Official statistics obtained by New Zealand First show the percentage of incidents police have attended that end in arrests have dropped from 16.5 per cent in 2007 to 13.15 per cent in 2015.
From 2008 the total number of incidents police have attended has risen from 420,000 to 525,000 in 2015, or up 105,000 or more than 20%.
Of those incidents, the number of arrests made during this same period has dropped from 72,000 to 69,000 in 2015.
Incidents up 105,000, arrests down 3000.
It looks good for the minister to trot out that hackneyed line “crime is down,” when everyone knows, police included, it isn’t.
We have a huge P problem in New Zealand and police say it goes hand in hand with organised crime.
Recently, Northland police, helped by a good citizen, managed to prevent over 500 kilograms of P from reaching the market.

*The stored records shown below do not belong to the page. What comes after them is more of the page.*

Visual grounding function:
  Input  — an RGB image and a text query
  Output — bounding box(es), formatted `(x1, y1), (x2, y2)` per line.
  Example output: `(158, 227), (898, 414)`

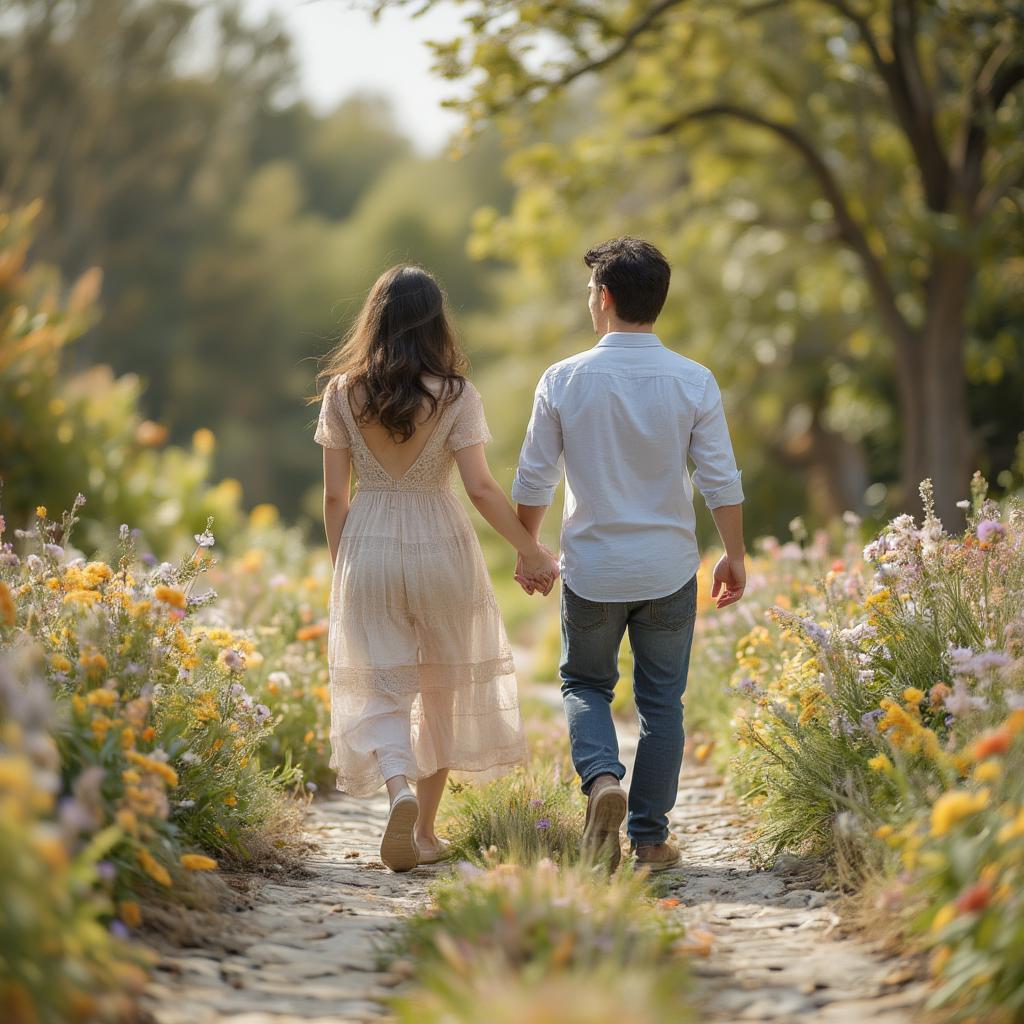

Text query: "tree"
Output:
(377, 0), (1024, 521)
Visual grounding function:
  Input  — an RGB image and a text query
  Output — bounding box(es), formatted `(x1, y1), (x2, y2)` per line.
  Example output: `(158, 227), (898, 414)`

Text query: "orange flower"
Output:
(956, 882), (992, 913)
(971, 725), (1014, 761)
(0, 581), (16, 626)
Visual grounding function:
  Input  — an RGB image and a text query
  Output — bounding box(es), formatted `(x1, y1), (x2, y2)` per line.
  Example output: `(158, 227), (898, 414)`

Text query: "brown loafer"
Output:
(381, 792), (420, 871)
(581, 775), (626, 871)
(636, 840), (682, 871)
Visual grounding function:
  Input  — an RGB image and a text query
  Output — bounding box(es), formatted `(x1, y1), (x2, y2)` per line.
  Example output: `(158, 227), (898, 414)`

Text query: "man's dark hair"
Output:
(583, 237), (672, 324)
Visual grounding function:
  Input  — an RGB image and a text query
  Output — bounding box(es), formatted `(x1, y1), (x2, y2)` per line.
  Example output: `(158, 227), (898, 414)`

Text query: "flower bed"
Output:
(712, 477), (1024, 1020)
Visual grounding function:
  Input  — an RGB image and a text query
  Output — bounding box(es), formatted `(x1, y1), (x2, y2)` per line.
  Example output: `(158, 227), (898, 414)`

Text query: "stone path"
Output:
(138, 791), (442, 1024)
(667, 764), (926, 1024)
(140, 687), (925, 1024)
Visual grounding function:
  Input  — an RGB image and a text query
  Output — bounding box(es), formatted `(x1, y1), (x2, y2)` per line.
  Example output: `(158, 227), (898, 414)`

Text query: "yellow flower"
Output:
(118, 899), (142, 928)
(138, 847), (171, 887)
(0, 580), (17, 626)
(932, 790), (989, 837)
(178, 853), (217, 871)
(153, 585), (187, 608)
(193, 427), (217, 455)
(78, 650), (108, 672)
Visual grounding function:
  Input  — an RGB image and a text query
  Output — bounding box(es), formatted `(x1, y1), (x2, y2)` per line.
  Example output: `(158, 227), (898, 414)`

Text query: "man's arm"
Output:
(512, 377), (562, 594)
(690, 376), (746, 608)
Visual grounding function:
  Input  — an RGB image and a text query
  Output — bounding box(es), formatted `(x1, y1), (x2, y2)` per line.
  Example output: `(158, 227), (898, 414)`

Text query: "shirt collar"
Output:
(597, 331), (664, 348)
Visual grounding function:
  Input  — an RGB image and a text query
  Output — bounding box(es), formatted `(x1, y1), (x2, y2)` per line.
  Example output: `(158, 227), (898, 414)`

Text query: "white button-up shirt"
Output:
(512, 333), (743, 601)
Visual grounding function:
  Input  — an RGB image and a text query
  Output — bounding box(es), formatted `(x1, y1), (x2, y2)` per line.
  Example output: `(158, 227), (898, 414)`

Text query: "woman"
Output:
(315, 266), (558, 871)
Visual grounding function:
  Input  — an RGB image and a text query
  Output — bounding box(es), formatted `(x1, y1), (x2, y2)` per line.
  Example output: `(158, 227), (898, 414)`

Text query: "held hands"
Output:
(711, 555), (746, 608)
(515, 544), (558, 597)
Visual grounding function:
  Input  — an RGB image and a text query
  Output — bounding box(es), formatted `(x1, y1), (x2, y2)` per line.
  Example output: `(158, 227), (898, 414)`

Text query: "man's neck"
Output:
(604, 317), (654, 334)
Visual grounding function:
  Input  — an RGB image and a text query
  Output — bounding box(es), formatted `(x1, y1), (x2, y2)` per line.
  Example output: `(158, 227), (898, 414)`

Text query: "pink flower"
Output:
(978, 519), (1007, 544)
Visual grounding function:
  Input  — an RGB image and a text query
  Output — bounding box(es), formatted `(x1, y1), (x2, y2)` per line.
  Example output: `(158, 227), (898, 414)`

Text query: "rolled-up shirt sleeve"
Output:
(512, 376), (562, 506)
(690, 374), (743, 509)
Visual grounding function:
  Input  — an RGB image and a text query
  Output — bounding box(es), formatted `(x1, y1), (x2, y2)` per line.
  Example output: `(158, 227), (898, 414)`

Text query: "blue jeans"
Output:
(559, 577), (697, 846)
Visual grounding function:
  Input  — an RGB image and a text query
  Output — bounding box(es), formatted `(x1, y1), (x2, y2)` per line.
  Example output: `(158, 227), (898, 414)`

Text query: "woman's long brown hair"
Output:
(316, 265), (468, 444)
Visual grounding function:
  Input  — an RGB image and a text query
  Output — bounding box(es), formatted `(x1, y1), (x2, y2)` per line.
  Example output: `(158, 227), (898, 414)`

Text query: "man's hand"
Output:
(711, 555), (746, 608)
(515, 544), (558, 597)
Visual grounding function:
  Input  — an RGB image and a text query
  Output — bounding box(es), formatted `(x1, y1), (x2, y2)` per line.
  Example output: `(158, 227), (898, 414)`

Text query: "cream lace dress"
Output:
(314, 377), (525, 796)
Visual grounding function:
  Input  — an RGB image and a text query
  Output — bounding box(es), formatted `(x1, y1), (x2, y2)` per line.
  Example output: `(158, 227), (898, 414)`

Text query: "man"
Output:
(512, 238), (746, 870)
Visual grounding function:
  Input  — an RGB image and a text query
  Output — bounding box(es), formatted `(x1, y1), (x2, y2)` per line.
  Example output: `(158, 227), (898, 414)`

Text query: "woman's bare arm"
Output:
(324, 447), (352, 562)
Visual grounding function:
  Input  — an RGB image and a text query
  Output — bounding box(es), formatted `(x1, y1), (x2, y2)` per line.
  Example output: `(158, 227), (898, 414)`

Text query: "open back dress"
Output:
(314, 375), (525, 796)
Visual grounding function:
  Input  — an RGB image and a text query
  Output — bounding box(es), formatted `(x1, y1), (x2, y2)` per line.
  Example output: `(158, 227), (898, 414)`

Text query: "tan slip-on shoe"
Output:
(636, 840), (682, 871)
(381, 792), (420, 871)
(581, 775), (626, 871)
(417, 839), (452, 864)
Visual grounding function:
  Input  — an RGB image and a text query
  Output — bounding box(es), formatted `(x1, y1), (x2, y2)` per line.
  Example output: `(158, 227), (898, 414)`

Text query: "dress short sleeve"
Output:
(446, 381), (492, 452)
(313, 377), (352, 449)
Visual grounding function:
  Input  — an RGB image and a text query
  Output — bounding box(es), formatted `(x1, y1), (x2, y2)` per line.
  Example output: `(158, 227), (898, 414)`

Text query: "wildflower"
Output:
(932, 790), (989, 838)
(978, 519), (1007, 544)
(153, 586), (187, 608)
(971, 725), (1013, 761)
(137, 847), (171, 888)
(178, 853), (217, 871)
(0, 580), (17, 626)
(118, 899), (142, 928)
(956, 882), (992, 913)
(971, 761), (1002, 782)
(217, 647), (246, 672)
(193, 427), (217, 455)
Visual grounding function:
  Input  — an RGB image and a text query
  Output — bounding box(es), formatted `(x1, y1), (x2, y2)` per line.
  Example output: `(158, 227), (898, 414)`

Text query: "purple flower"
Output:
(978, 519), (1007, 544)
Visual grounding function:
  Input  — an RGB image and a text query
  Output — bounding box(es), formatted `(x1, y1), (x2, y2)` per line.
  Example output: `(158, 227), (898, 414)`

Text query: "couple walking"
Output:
(315, 238), (744, 871)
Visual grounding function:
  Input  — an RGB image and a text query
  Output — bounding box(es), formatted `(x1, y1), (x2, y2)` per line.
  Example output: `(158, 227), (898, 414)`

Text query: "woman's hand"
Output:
(515, 543), (558, 597)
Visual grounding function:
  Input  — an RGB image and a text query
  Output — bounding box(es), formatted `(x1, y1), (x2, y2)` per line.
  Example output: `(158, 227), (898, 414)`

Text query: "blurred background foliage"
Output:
(0, 0), (1024, 552)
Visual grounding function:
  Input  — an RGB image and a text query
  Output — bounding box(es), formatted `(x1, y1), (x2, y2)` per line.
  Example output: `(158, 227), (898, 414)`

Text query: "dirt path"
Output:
(139, 791), (439, 1024)
(140, 687), (924, 1024)
(671, 764), (937, 1024)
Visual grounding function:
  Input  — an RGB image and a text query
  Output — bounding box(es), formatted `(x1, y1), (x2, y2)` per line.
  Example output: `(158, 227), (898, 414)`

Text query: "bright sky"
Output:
(246, 0), (468, 152)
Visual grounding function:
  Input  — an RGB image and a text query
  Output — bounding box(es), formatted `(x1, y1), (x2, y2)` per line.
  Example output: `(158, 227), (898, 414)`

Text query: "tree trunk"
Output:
(898, 253), (975, 530)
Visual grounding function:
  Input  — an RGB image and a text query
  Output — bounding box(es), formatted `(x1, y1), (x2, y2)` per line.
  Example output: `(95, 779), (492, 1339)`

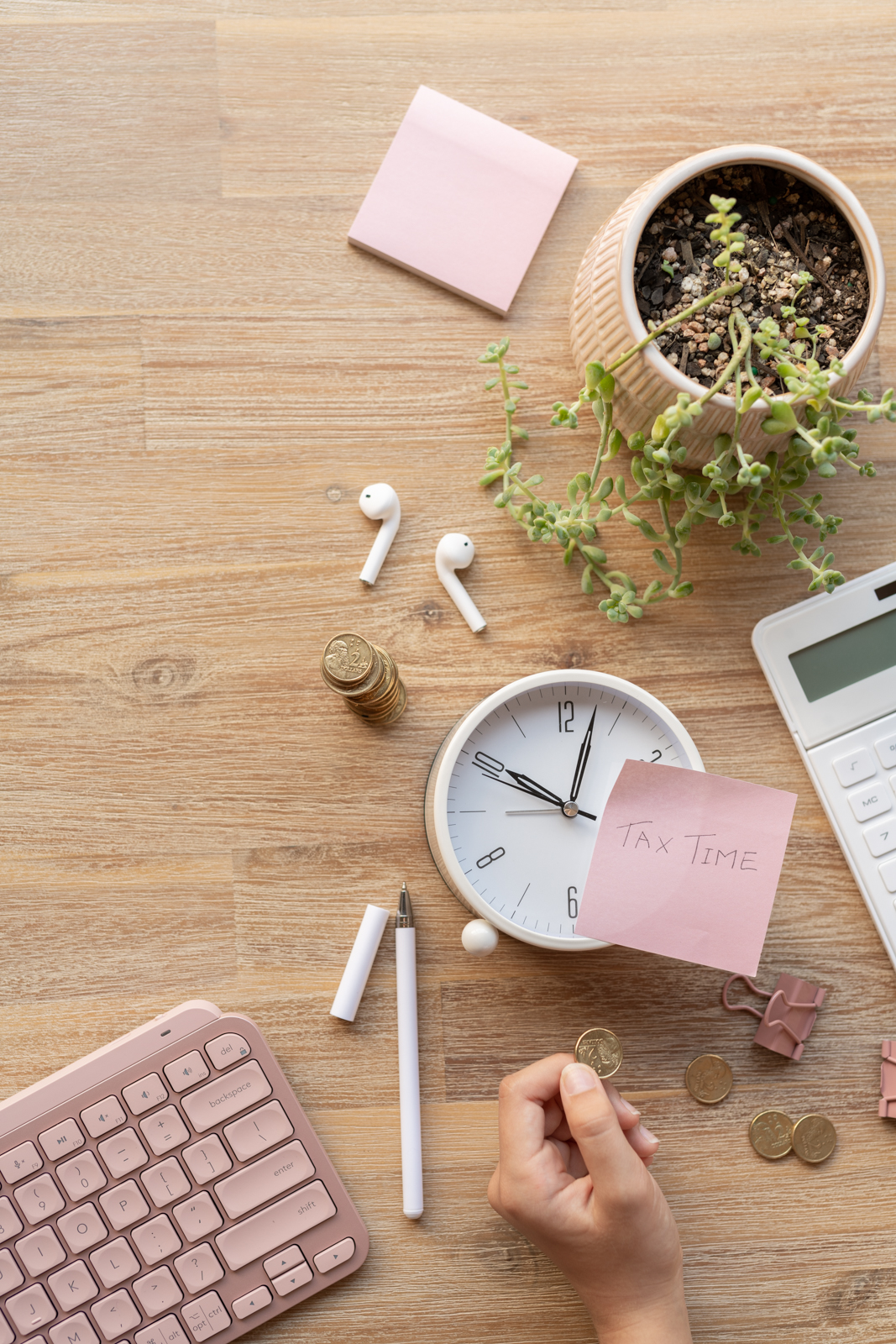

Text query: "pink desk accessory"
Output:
(721, 976), (825, 1060)
(348, 85), (578, 316)
(575, 761), (797, 976)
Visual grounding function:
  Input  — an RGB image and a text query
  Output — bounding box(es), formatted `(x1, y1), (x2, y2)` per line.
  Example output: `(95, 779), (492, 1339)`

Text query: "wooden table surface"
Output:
(0, 0), (896, 1344)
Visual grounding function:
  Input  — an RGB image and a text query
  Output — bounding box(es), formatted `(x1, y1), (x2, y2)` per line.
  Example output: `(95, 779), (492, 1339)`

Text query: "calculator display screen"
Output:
(790, 609), (896, 701)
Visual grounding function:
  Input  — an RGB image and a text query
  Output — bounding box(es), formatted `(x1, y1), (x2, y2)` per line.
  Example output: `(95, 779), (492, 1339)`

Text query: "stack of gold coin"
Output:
(321, 630), (407, 723)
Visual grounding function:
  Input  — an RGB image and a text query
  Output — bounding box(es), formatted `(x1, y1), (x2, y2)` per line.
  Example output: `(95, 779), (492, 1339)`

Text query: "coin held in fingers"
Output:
(685, 1055), (735, 1106)
(575, 1026), (622, 1078)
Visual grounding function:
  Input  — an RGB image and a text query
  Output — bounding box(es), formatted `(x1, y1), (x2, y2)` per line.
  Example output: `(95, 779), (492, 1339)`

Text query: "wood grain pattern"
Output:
(0, 0), (896, 1344)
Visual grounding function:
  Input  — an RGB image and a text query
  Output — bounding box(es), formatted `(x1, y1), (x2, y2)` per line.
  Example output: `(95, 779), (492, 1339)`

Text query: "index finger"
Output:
(498, 1055), (574, 1174)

This was a great result – but it was a one-off.
Police say only considerable investment in disruption of organised crime in New Zealand will curtail or help to reduce the prevalence of P and other destructive drugs.
This is not happening under National.
Police say also that it has to be combined with investment in drug treatment facilities and education to also help reduce demand.
This isn’t happening under National either.
The P problem is growing; it’s not getting better.
Two months ago your local newspaper (Rotorua Daily Post, April 11, 2016) reported Methamphetamine is being detected in an increasing proportion of failed workplace drug tests in Rotorua.
The Drug Detection Agency (TDDA) figures show the proportion of Rotorua people testing positive was up in both the forestry and transport industries.
That is a worrying trend.
Police give a warning:
“Failure to invest in either of the areas (disrupting organised crime and drug treatment facilities) means the situation will continue to deteriorate.”
Under National, unfortunately, P and the problems that come with it, will only get worse.
New Zealand First’s policy is to reinforce the police frontline and we have a proven record.
Between 2005 and 2008 we brought in an extra 1000 frontline police, plus 235 back office staff.
The Prime Minister was in a real lather this year about how wonderful the TPPA would be for New Zealand.
Like some sort of magician he was plucking figures out of the air and said the deal would be worth $5 billion by 2025. Nine years from now.
The Prime Minister was talking total bovine scatology.
He can’t even find a looney tune Right-winger to backup that figure.
Now, all of a sudden he has gone quiet.
This week presumptive Democratic presidential nominee Hillary Clinton said the United States should reject the Trans-Pacific Partnership Agreement (TPPA) and renegotiate any trade agreements that were not beneficial to the American people.
The presidential race and opposition to the TPPA show how spurious and wasteful the process has been and demonstrates how pigheadedly the Prime Minister and others have continued to mislead New Zealanders.
There have been warnings for months that the promises behind the deal were totally illusory but Clinton’s latest statement cannot be ignored by the cheerleaders of globalism.
The other runner for the White House Donald Trump is opposed to the TPPA also.
Regardless of who wins the White House, the US is now almost certain not to support the TPPA – it won’t happen.
Ladies and gentlemen, it has been a good year or so for New Zealand First - Northland by-election, keeping our flag, the TPPA and Brexit.